Act of heroism exposes Canada’s ‘arcane’ and ‘contradictory’ self-defence laws
National Post: On a rainy day in May 2010, Joe and Marilyn Singleton returned from dinner to their rural acreage near Taber, Alta. The couple usually left the lights off to save energy. But on this night, the lights were on and a dilapidated station wagon was in the driveway. Mr. Singleton parked behind it and headed through the garage, grabbing a small hatchet used to chop kindling on his way in.
Inside, the house had been trashed — furniture knocked over, dishes smashed, pictures torn off the wall; jewellery, cash and video games were missing. Mr. Singleton left his wife to call 911 and headed out into the driveway, where a burglar was trying to flee in the station wagon.
“I told him to sit there, the police are coming, we’ll sort it out,” he recalled in his first public interview. “That’s when he put his car in reverse and smashed into our car. Then he put the car into drive and it was then I thought, my God he’s going to smash into the garage door to get away and my wife was right on the other side.”
He reached into the open driver’s side window and hit the man twice in the face with the blunt end of the hatchet. The thief ran and got tangled up in a barbed-wire fence. When the RCMP arrived 20 minutes later, they intercepted two more thieves who had gone to get a pickup truck because their car was too small to carry away all the stolen loot.
If this was Hollywood, this is where Mr. Singleton’s story likely would have ended. But in a tale that has become a familiar real-life refrain, the injured thief, a 19-year-old repeat offender who was out on bail after threatening another homeowner with a crowbar, received house arrest for the burglary.

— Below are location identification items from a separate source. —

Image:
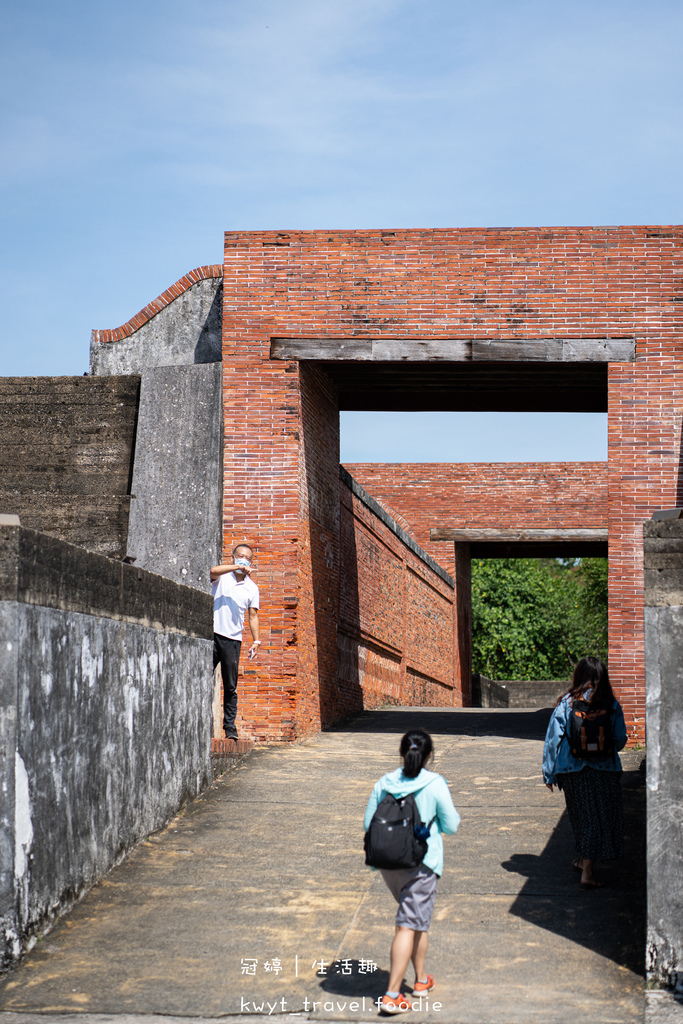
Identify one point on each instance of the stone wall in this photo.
(175, 525)
(664, 668)
(105, 693)
(181, 327)
(66, 457)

Mr. Singleton, whose only run-in with the law was a speeding ticket six years earlier, was charged with assault with a weapon and assault causing bodily harm, offences that carry up to 10 years in prison. Crown prosecutors alleged he didn’t meet the definition of citizen’s arrest because he hadn’t stopped the thief while he was stealing his belongings, but while he was trying to flee.
He didn’t meet the definition of self-defence because he had provoked the thief by confronting him, rather than letting him drive off, and was therefore not allowed to use force to stop him.
Cases like this highlight what lawyers, police, judges and legal scholars have argued for decades: Canada’s self-defence laws are so complex they confuse judges and juries, not to mention a panicked property owner trying to decide how to stop an intruder without breaking the law.
Even when homeowners are cleared by courts for defending their property, they have usually had to pay thousands of dollars in legal fees. Mr. Singleton spent his retirement savings of nearly $30,000 this way. For Mr. Singleton, the financial consequences were severe, but the moral implication of the law are more profound. “It’s teaching us not to trust the police. It’s teaching us to lie to them,” he said. It changes people’s perception of what is right and wrong.”
“If someone breaks into your home, and they’re sitting on top of another person stabbing them, no one is going to debate that one,” said Edmonton Police Acting Superintendent Greg Preston. But “is it reasonable to take a hatchet and whack them when they come through the door? It’s not so easy.” But Canadian laws still require homeowners to prove they are acting reasonably when they injure or kill an intruder.
Read the rest of the story here.
Let me get this correct – In order to stop a burglar that has broken the law and one that is in the process of maybe harming a loved one, I need to determine if I can do that properly without breaking the law? Forget that, just take care of business and drag ’em back inside. Remember – when seconds count, the police are minutes away.